帳票テンプレートでは、変数(テンプレート変数)を使用して、動的に内容を変更することができます。

テンプレート変数は ${value} の形式で記述します。

<Text color="${color}">${message}</Text>

アプリケーション側では、テンプレート変数へ代入する値は generate() の引数でオブジェクトを入力します。

テンプレート変数へ入力できるデータは、JSONとして表現できるデータ型およびバイナリデータ(ArrayBufferUint8Array)です。 バイナリデータは、画像やPDFを入力する際に使用します。

const report = await generator.generate({
color: 'red',
message: 'hello!\nyagisan-reports!!'
});

テンプレート変数はレイアウトXMLの以下の場所で指定できます。

  • テキストコンテンツ(テキスト系コンポーネントのコンテンツ)
  • 各要素の属性値のうち、「テンプレート変数が使用可能」と指定があるもの

テキストコンテンツでは以下のように、文字列の一部としてテンプレート変数を埋め込むことも可能です。

<Text>Hello, ${name}!</Text>

ドット記法

${foo.bar.baz.qux} のように「ドット区切り」で記述することで、ネストしたオブジェクトのプロパティを参照させることができます。

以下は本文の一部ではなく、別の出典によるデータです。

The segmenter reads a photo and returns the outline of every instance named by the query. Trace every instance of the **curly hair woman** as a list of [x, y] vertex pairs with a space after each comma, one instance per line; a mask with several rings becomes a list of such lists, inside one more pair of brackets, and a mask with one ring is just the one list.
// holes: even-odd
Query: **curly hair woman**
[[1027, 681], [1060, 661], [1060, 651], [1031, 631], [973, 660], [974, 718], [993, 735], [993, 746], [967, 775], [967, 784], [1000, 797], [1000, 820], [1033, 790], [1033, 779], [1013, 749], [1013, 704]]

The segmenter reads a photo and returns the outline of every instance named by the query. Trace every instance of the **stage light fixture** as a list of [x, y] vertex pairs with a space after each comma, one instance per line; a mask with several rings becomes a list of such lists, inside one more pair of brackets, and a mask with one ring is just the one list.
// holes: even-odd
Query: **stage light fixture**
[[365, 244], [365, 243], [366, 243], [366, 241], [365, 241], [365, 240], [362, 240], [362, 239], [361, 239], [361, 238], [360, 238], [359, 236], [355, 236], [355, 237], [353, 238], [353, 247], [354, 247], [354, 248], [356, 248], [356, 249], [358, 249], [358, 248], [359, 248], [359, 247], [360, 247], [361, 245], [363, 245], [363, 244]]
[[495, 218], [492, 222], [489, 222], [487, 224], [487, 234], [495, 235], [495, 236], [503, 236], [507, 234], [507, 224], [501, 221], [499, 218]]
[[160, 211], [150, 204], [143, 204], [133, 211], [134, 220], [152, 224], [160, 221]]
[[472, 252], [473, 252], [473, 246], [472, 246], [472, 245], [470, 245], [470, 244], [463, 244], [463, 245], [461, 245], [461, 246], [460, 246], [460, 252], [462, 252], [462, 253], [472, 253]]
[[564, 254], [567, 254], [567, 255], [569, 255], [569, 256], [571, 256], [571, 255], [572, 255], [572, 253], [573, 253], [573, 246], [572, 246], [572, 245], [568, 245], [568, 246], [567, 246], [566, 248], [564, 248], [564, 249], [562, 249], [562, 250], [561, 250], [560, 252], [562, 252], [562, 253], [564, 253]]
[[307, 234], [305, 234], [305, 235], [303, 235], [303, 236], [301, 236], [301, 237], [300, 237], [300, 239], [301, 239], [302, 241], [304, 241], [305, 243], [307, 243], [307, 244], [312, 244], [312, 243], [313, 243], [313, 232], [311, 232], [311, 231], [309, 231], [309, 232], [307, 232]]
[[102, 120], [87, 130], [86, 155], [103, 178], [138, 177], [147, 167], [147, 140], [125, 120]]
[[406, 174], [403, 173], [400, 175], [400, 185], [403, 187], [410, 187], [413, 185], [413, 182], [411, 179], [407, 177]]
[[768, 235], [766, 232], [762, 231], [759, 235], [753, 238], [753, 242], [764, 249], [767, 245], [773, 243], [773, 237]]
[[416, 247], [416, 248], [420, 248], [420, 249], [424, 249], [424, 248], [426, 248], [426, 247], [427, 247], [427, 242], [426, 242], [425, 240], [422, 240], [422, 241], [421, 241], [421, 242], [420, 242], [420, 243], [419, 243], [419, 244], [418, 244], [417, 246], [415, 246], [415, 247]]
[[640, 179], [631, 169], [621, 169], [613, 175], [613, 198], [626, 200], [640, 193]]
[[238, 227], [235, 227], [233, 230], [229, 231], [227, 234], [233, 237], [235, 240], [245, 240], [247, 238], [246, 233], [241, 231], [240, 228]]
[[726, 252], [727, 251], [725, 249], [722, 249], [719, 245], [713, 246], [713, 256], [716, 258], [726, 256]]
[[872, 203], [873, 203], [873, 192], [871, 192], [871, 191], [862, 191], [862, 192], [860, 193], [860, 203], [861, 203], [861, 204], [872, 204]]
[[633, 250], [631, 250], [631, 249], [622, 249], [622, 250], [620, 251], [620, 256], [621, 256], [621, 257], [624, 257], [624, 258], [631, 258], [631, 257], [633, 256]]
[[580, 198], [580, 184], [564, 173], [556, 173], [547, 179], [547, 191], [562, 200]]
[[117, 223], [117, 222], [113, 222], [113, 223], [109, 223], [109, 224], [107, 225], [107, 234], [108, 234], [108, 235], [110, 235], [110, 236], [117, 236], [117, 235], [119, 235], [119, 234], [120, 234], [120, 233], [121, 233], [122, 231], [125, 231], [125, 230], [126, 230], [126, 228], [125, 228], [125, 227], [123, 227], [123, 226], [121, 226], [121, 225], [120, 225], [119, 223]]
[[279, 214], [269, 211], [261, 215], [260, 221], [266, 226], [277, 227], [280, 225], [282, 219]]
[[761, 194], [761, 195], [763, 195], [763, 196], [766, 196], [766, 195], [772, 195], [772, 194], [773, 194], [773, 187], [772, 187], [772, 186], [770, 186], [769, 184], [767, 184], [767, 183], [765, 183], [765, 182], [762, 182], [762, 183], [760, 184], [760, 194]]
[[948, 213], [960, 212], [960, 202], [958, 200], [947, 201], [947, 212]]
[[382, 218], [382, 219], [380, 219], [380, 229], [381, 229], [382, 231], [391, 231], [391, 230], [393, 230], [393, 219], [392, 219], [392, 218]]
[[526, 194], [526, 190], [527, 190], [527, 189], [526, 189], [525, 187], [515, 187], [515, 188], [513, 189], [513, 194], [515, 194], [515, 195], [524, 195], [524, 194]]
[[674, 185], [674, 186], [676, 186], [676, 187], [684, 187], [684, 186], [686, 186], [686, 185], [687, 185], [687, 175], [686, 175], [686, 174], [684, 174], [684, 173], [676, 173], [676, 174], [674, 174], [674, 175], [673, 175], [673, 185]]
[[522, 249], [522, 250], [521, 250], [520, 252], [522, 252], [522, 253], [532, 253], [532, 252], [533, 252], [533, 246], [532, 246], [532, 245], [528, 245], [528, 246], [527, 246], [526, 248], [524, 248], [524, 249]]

<Text>${currentUser.name}</Text>
const report = await generator.generate({
currentUser: {
id: 123,
name: '帳票太郎',
}
});

ブラケット記法

${foo[0]} のように「ブラケット」で配列添字を記述することで、配列の要素を参照させることができます。

<Text>${users[0]}</Text>
const report = await generator.generate({
users: ['帳票太郎', '帳票花子'],
});

演算子

! 演算子(NOT演算子)のみサポートしています。

${!enabled} のように記述します。 Boolean 型の属性でのみ使用可能です。

定義済みのテンプレート変数

yagisan-reportsでは、定義済みテンプレート変数が用意されています。 テキスト系コンポーネントのコンテンツで使用可能です。

ページ情報

以下のテンプレート変数は、<StackLayout> <LayoutHeader> <LayoutFooter> 要素の配下でのみ使用できます。

変数説明
${Report.page}帳票全体のページ番号
${Report.totalPages}帳票全体の総ページ数
${Layout.page}レイアウトごとのページ番号
${Layout.totalPages}レイアウトごとの総ページ数

例えば、帳票テンプレート内に「表紙」「明細」「裏表紙」という3つのレイアウトXMLが存在し、「表紙と裏表紙は1ページで、明細が3ページに渡る場合」では、変数の値は以下のようになります。

  • 表紙
    • ${Report.page} : 1
    • ${Layout.page} : 1
  • 明細1枚目:
    • ${Report.page} : 2
    • ${Layout.page} : 1
  • 明細2枚目:
    • ${Report.page} : 3
    • ${Layout.page} : 2
  • 明細3枚目:
    • ${Report.page} : 4
    • ${Layout.page} : 3
  • 裏表紙:
    • ${Report.page} : 5
    • ${Layout.page} : 1

アセット

帳票テンプレートに登録されているアセットは、レイアウトXMLから参照できます。

アセットの登録は、帳票テンプレートの作成時に行います。 以下のように --asset path@name の形式で、アセットのパスと名称を指定します。

npx yagisan yrt pack \
--asset /path/to/asset.png@asset1 \
--out template.yrt \
layout.xml

レイアウトXMLからアセットを参照するには @{name} の形式で指定します。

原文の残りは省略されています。